Eri mai stata all’estero per fare ricerca prima d’ora?

«Prima di questa occasione non avevo ancora avuto la possibilità di fare un’esperienza all’estero, anche se durante il mio dottorato ho potuto frequentare un corso in Olanda, presso l’Università di Utrecht. In generale ero molto curiosa di confrontarmi con una realtà straniera e con ulteriori modi di lavorare in laboratorio».

Perché hai scelto di intraprendere la strada della ricerca?

«La ricerca è una passione che è cresciuta in me piano piano, rappresenta quella sete di conoscenza e di curiosità che stimola la mente umana. Sono sempre stata affascinata dalle materie scientifiche fin dal liceo ed ho capito che avrei voluto intraprendere la strada del dottorato e della ricerca al terzo anno di università, affascinata dai meccanismi intrinseci e a volte sconosciuti che regolano i processi biologici».

Un momento della tua vita professionale che vorresti incorniciare.

«Ce ne sono diversi nel mio percorso, ma tra questi sicuramente il giorno della discussione della mia tesi di dottorato e la grande soddisfazione personale di quando ho saputo di aver vinto una borsa di studio della Fondazione Umberto Veronesi».

Cosa ti piace di più della ricerca?

«Il mettersi sempre in gioco di fronte a nuove sfide, la possibilità di confrontarsi con ambiti scientifici diversi e la multidisciplinarietà delle idee che nascono all’interno di un gruppo di lavoro».

E cosa invece eviteresti volentieri?

«La precarietà nei finanziamenti: cercarli spesso porta via molto tempo prezioso al lavoro».

Se ti dico scienza e ricerca, cosa ti viene in mente?

«Ricerca e scienza sono due ambiti profondamente collegati tra di loro. La ricerca rappresenta quello strumento, quella mappa che serve da guida per trovare le risposte a grandi quesiti che ci pone la scienza».

Una figura che ti ha ispirato nella tua vita personale e professionale?

«I miei genitori sono stati per me una grande fonte di stimolo e di sostegno.
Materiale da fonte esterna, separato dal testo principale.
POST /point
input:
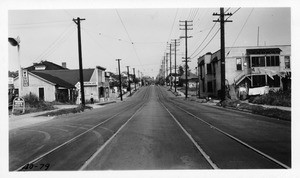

Credo che senza il loro supporto non sarei la persona di oggi».

Se un giorno un tuo figlio o figlia ti dicesse che vuole fare il ricercatore, come reagiresti?

«Sicuramente non gli direi che è una strada in discesa e facile da percorrere, ma in base all’esperienza che ho avuto fino ad oggi lo incoraggerei, lo spronerei a non arrendersi davanti alle prime difficoltà, ad avere fiducia in se stesso ed in quello che fa».

Una cosa che vorresti assolutamente fare almeno una volta nella vita.

«Mi piacerebbe trascorrere un anno a fare il giro del mondo, per venire a contatto con idee, modi di pensare e culture diverse». 

Al di là dei contenuti scientifici, qual è per te il motivo profondo che ti spinge a fare ricerca e dà un significato alle tue giornate lavorative?

«La ricerca rappresenta quel contributo che nel mio piccolo posso dare al prossimo ed alla società. Mi piace ricordare a proposito un’affermazione di Margherita Hack: “Il divertimento della ricerca scientifica è anche trovare sempre altre frontiere da superare, costruire mezzi più potenti d'indagine, teorie più complesse, cercare sempre di progredire pur sapendo che probabilmente ci si avvicinerà sempre di più a comprendere la realtà, senza arrivare mai a capirla completamente”».